Title of Artist & Artwork: Hagia Sofia, by Isidore of Miletus and Anthemius of Tralles
Location in Course: Module 4, ArchitectureDominant Medium: Ashlar (limestone) and brick
Techniques: The architects designed new mathematical architectural concepts to develop the interior space and the dome, which was supported through four triangular pendentives. The use of the pendentives provided the dome with support that also freed up interior space in the interior of the basilica by shifting the circular dome’s weight onto a square that was supported by the pendentives below (Cohen).
How Does This Use of Material & Technique Contribute to Its Impact: What was unique about this design was that it did away with the typical columns or pillars that were used prior to the development of the pendentives, which were seen to be disruptive inside the space itself. The design itself was revolutionary at the time, because the dome was able to be larger in diameter without needing the same internal column/pillar support as other basilicas that had been developed previously. The first dome and the structure of the Hagia Sofia in 537 CE were not perfect, as both the dome and the structure experienced a partial collapse 20 years later in 557 CE. The shallowness of the original dome placed too much outward pressure on the structure, which led to the walls giving way. In the reconstruction, the structure and the dome were updated so that there were an additional 40 structural ribs within the design to provide better support. Additionally, the dome itself was given a much wider arch as a means of fixing the issues with the previous dome that had been too shallow (Cohen, 2015).

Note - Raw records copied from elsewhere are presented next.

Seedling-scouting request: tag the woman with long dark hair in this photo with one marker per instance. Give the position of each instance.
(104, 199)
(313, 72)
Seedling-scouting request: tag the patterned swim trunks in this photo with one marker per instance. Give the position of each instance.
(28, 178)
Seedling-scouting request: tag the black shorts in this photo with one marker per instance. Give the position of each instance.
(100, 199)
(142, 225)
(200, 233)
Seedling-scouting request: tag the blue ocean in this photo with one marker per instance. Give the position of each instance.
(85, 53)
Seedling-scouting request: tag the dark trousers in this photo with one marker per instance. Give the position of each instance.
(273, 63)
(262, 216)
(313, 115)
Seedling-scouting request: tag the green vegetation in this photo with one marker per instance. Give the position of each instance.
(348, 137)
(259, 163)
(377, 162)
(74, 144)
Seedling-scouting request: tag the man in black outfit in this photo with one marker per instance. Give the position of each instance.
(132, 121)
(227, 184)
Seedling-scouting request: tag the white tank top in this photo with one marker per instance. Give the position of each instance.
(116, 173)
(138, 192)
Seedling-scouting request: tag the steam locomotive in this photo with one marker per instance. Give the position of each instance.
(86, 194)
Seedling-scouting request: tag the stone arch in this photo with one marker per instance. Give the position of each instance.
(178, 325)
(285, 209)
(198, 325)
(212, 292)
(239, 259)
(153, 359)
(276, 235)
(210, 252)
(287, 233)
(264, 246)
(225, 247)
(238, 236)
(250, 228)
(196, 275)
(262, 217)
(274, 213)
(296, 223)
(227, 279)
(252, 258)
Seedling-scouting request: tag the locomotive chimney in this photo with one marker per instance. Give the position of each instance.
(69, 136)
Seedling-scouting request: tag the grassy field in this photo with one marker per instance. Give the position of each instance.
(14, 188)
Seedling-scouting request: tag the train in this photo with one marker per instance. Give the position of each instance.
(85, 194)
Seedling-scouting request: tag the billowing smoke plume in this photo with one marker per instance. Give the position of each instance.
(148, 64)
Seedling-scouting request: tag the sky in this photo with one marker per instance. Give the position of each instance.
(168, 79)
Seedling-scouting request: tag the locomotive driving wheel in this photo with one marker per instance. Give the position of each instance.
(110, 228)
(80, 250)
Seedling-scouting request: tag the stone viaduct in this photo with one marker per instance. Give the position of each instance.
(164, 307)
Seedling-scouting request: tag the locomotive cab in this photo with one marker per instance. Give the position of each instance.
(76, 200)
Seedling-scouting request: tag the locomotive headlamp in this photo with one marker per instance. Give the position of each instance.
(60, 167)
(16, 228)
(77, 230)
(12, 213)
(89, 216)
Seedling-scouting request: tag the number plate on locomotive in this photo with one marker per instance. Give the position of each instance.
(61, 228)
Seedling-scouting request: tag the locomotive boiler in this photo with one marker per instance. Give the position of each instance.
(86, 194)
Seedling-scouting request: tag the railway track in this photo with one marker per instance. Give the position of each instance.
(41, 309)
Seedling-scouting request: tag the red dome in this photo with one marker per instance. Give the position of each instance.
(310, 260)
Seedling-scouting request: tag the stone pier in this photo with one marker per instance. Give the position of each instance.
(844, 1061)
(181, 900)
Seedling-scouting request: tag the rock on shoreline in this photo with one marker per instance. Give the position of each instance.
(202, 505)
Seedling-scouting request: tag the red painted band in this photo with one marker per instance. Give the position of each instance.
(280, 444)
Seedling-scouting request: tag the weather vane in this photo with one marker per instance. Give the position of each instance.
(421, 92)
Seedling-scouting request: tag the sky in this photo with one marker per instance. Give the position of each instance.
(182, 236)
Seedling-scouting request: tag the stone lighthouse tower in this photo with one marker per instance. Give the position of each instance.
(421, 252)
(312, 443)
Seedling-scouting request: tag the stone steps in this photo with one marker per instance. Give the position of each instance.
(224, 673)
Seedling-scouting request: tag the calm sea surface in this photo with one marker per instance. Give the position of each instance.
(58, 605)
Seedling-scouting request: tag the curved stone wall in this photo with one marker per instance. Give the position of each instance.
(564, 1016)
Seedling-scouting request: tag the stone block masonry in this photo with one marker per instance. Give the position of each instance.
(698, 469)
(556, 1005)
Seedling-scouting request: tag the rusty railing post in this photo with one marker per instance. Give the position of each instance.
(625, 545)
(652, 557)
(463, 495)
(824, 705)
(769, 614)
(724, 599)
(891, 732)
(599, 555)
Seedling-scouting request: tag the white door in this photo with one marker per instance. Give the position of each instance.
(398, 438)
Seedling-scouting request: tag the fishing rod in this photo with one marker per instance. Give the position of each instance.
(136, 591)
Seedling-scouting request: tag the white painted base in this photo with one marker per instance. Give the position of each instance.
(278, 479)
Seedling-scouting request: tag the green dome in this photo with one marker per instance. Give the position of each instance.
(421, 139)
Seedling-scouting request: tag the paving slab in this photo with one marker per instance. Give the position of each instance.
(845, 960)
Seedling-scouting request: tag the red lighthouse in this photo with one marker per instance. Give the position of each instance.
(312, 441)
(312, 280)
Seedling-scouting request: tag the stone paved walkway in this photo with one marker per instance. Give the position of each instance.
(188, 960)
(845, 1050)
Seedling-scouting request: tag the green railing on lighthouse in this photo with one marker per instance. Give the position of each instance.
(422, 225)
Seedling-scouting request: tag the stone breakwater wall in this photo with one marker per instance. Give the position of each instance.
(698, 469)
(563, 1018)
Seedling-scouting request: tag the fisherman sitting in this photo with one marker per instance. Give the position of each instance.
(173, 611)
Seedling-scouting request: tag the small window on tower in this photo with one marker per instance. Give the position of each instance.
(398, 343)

Why I Chose This Artwork: I chose this artwork because it is one of my favorite world wonders. It has also undergone significant changes throughout its history, from its collapse to being burnt down. It has also served different populations and religions over time, showing that the architecture has been powerful and impactful enough that it has been adapted for the use of different religions. While it originally served as a basilica for the Greek Orthodox church, it has also been held by the Romans and the Ottoman Empire, which led it to be converted to a mosque (Cohen). Not only does the architecture remain impressive centuries later, but it also shows the importance of art and architecture across different cultures. While there have been cosmetic and structural changes to the Hagia Sofia over time, the general principles introduced by the original artists have lasted for centuries. It not only has become a key cultural and religious landmark for various civilizations throughout history, but it also has inspired architectural design since the original artists determined new mathematical methods for providing a unique form of structure and support.